LiteraLivre nº 7 – janeiro de 2018
Partidas e Chegadas
Kal Machado
Rio Claro/SP
Mesmo que a distância e o silêncio se tornem mar, há paixões onde não se
consegue conjugar o verbo olvidar.
São sentimentos que antes de se tornarem avassaladores, costumam
chegar de mansinho, dissimulados em sorrisos meigos, olhares que fascinam,
gestos corteses, palavras carregadas de lirismo, em sedutores balanços de ancas
e hipnóticos meneios de cabelos.
Aos poucos, essas emoções ousadas, que não respeitam zonas de conforto,
se instalam e, sem pedir licença ou papel passado, acabam se tornando
donatárias de corações que ainda tem muito amor a dar.
Com o tempo, especialmente, nos momentos em que a saudade se
impõem, cria-se o hábito de mobiliar o vazio afetivo, com a penumbra das doces
lembranças, até se dar conta do quanto é prazeroso ser refém desse aconchego e
êxtase.
Ignorando os conselhos de Simone de Beauvoir, uma mulher verdadeiramente
apaixonada esbanja leveza e espanta a melancolia, quando, ao ver-se
emoldurada por um céu de nuvens púrpuras e, repleto de pássaros pairando
sobre o velame embandeirado que reconhece, capricha na trança, coloca fita, flor
e colar de conchas combinando com o vestido de renda branca que seu capitão
tanto gosta.
Do mesmo modo, o coração de um homem verdadeiramente apaixonado
sabe, pelo brilho de um olhar que lhe é farol, quando, finalmente, encontrou sua
estrela guia e, um regaço acolhedor, com a segurança das docas de águas
profundas, onde poderá recolher velas, deitar âncora e criar raízes.

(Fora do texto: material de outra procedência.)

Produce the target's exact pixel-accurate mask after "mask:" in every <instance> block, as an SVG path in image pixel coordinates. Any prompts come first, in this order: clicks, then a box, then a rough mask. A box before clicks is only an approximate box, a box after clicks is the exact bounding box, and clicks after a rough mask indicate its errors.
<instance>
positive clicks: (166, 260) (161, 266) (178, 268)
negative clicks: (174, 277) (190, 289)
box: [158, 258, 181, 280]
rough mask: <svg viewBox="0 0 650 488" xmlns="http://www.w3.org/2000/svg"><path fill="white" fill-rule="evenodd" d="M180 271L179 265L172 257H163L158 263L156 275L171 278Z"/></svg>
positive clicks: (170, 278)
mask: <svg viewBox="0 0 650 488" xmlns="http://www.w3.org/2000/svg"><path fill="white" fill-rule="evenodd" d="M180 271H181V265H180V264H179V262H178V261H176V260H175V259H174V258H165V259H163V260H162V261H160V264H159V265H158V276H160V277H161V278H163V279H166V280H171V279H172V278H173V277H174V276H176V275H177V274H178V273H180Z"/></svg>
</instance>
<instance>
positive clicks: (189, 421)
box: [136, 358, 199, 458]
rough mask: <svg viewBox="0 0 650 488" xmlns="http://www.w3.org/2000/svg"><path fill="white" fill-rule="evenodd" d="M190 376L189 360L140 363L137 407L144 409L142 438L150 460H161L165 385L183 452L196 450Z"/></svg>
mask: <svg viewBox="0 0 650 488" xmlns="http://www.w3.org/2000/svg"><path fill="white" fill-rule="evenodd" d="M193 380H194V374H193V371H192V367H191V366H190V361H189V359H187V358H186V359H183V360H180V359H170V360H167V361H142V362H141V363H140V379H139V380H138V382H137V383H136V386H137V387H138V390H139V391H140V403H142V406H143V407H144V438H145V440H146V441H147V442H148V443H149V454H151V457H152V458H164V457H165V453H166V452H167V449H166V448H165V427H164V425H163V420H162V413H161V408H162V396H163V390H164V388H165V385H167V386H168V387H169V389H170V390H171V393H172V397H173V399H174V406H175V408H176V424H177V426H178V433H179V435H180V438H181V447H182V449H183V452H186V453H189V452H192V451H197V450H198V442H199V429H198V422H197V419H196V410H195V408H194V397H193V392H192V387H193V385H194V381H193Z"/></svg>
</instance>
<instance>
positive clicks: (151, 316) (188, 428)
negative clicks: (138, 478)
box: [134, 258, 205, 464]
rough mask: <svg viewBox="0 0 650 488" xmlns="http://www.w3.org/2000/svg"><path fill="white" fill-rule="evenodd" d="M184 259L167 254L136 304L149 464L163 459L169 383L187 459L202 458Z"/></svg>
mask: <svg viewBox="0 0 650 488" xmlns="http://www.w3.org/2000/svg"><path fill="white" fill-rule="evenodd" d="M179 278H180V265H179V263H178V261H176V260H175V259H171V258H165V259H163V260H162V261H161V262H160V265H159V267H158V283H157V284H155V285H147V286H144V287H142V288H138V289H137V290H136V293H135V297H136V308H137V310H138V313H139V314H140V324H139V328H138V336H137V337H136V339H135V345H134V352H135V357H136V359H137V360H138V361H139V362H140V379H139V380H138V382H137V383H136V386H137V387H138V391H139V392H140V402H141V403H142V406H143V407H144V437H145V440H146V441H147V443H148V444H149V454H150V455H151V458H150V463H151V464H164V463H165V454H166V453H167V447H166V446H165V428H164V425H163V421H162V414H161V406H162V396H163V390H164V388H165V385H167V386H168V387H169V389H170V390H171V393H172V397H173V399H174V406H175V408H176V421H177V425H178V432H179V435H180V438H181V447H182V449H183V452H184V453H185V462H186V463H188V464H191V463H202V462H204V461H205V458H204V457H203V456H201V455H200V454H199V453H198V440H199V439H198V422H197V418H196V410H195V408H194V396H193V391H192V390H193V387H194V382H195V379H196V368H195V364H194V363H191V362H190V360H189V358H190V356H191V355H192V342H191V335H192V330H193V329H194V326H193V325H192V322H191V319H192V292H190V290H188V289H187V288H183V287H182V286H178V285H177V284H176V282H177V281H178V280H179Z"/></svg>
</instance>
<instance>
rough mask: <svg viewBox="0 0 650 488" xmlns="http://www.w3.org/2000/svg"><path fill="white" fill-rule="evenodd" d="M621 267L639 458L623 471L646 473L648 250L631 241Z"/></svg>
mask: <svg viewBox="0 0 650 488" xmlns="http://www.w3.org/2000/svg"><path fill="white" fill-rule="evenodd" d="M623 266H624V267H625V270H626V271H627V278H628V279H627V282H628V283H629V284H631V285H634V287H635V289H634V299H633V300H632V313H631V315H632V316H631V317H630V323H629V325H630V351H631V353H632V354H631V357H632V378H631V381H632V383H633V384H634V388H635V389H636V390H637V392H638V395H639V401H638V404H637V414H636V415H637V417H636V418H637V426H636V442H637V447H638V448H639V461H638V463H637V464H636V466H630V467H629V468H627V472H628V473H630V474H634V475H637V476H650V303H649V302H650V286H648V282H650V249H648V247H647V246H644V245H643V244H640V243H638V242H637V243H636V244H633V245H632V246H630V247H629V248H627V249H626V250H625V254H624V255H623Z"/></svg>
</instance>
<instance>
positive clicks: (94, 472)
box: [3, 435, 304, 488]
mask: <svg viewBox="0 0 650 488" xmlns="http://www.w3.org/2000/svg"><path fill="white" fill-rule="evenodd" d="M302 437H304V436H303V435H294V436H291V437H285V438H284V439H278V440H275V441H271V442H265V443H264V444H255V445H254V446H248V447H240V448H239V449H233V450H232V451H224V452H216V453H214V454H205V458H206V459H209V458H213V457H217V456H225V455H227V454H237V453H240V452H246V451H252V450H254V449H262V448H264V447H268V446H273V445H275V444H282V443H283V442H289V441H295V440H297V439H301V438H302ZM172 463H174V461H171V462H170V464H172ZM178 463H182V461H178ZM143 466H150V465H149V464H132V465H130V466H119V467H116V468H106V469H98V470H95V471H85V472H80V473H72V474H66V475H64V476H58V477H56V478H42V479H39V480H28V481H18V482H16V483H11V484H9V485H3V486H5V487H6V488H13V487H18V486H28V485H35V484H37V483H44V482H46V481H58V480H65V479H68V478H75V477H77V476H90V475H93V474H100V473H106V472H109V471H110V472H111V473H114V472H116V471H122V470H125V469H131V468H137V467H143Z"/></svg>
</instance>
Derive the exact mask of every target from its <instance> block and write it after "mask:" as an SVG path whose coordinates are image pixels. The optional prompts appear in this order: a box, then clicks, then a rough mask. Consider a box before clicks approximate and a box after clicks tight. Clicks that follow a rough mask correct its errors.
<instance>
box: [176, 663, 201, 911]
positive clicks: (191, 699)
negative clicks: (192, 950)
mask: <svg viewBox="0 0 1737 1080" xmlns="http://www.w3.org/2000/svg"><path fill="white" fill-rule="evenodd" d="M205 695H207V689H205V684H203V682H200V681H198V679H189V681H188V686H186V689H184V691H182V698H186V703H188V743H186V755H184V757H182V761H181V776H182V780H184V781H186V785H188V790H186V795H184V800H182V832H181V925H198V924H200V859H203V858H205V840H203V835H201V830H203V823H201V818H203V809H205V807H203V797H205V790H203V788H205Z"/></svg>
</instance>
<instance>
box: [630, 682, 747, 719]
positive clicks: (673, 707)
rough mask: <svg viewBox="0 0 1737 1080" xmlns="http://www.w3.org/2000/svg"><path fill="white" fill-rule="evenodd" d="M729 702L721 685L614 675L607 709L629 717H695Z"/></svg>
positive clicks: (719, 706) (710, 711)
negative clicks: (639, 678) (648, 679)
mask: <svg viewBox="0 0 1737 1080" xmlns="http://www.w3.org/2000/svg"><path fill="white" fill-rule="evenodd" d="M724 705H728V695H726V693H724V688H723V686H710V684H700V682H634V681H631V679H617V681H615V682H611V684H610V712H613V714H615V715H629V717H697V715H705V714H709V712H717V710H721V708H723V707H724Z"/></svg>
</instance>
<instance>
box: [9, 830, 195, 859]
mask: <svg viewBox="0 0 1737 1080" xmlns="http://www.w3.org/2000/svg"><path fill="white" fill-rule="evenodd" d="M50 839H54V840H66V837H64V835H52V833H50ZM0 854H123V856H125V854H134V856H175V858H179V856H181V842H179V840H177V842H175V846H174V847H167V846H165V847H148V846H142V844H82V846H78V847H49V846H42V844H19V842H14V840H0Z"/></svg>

Assim, para um casal apaixonado, nada pode ser mais inebriante do que,
navegar pelos sete mares e acordar numa manhã que ainda boceja, com seus
corpos nus, emaranhados e exaustos, ouvindo o troar das ondas arrebentando na
praia, nos rochedos e no casco de um veleiro ancorado, enquanto,
preguiçosamente esperam o apito da chaleira, para saborear no convés, um
delicioso café frugal e pão com aroma de baunilha.